Wednesday, August 20, 2008

Waterslide Wildman

This column/post was the first one published by the Kelowna Courier newspaper (fame at last!). I started writing it after a family trip to Salmon Arm and a visit to the waterslides there.

The newly hired young lifeguard had not yet estimated the physical characteristics of the enormous bow-wave of water hurtling towards her. Nor had she figured out the physics of several hundred pounds of sun-burnt blubber achieving terminal velocity down an inclined plane, landing in the shallow waterslide pool before her.

In short order, the shock wave and explosion of water was upon her – a surprised look on her face as if to say “How could something that big go that fast?” I’m fairly certain this was her last conscious thought prior to being rolled sushi-like down the edge of the pool. I cannot be sure though, since I was the ‘meteor’ which was about to cause the ‘crater’ in the water and, as such, I was completely out of control, whooping with joy and blowing water out of my nose like some sort of thrashing aquatic dragon.

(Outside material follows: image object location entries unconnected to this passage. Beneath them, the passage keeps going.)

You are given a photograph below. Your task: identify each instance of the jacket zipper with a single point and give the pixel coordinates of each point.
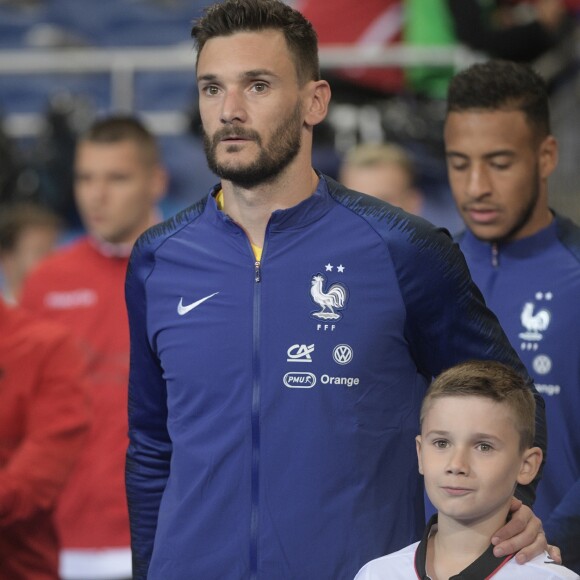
(494, 255)
(255, 418)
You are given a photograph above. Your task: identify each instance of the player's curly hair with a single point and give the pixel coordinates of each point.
(502, 85)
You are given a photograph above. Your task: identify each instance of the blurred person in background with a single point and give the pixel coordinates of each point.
(44, 420)
(119, 180)
(28, 233)
(516, 30)
(524, 257)
(386, 171)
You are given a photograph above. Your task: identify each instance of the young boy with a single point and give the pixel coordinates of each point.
(477, 432)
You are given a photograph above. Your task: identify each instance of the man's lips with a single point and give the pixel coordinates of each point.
(456, 491)
(481, 215)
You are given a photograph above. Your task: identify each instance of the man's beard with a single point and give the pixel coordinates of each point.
(283, 147)
(524, 216)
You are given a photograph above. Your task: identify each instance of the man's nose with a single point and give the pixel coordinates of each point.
(478, 182)
(233, 108)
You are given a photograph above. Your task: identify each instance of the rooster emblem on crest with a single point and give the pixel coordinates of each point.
(330, 300)
(534, 322)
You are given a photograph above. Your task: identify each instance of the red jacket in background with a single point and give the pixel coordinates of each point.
(362, 23)
(83, 288)
(44, 418)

The inspiration for this merriment came as I was teaching my children the finer points of biological vandalism by helping them place pine beetles on our neighbours view-blocking trees. There we were, tweezers in hand, when it occurred to me there were perhaps better things we could be doing as a family (never let it be said I am an uncaring or uncreative father).

Now when it comes to watersliding I have to tell you – I’m good. None of this ‘sit up and go slow like a wuss’ behaviour. Not me. I tuck my feet under my butt, lift my back off the slide, and with my friction and drag thus reduced I hurtle pool-ward at truly enormous speed. Luge-like, I sail high into the banked corners, sometimes graying out from the enormous g-forces acting upon my body.

Exposed skin of knees and elbows occasionally rubs the dry portions of the slide – causing intense pain and billowing smoke until I either plunge the blackened limb into the water trough alongside me, or reach the soothing safety of the splash down pool. Ahhhh.

The heat of these burns has, on occasion, forced the pool maintenance staff to lower the temperature of the water for a few hours to compensate – but no matter. The pain and smell are worth it. Seeing the wide eyes of my dripping admirers – kids who have never seen such speed except at airshows, and who never dreamed they would see such daring up close – this is what sustains me.

As I await sponsorship on the professional circuit, my thoughts wander to the possible benefits of mask and cape, or perhaps shoulder-mounted spoilers for greater down-force. Apparently professionals shun these enhancements, which tend to take away from the purity and unspoiled nature of the sport. I will carefully assess their concerns, let me assure you.

Likewise, I am aware of some participants using performance enhancing lubricants like tanning lotion and baby oil on their shoulders and feet. These miscreants should be punished by the appropriate regulatory bodies, let me tell you. I admit I tried these substances once (supplied by my trainer) and they scared me so bad I never touched them again. The feeling of speed and power was almost overwhelming. That and going so fast I bashed myself unconscious in the first turn may have had something to do with my shunning of these fluids.

And so, as you bask in the hot Okanagan sun, the sound of ravenous pine beetles felling trees in the background, think about introducing your children to this graceful and fun pastime (watersliding – not beetle placing). Don’t let us more experienced sliders intimidate you. Let your kids enjoy watersliding for what it is – a playground activity with a healthy dose of speed and danger to excite the senses.

And a way for middle-aged fat guys to embarrass their wives sitting at poolside.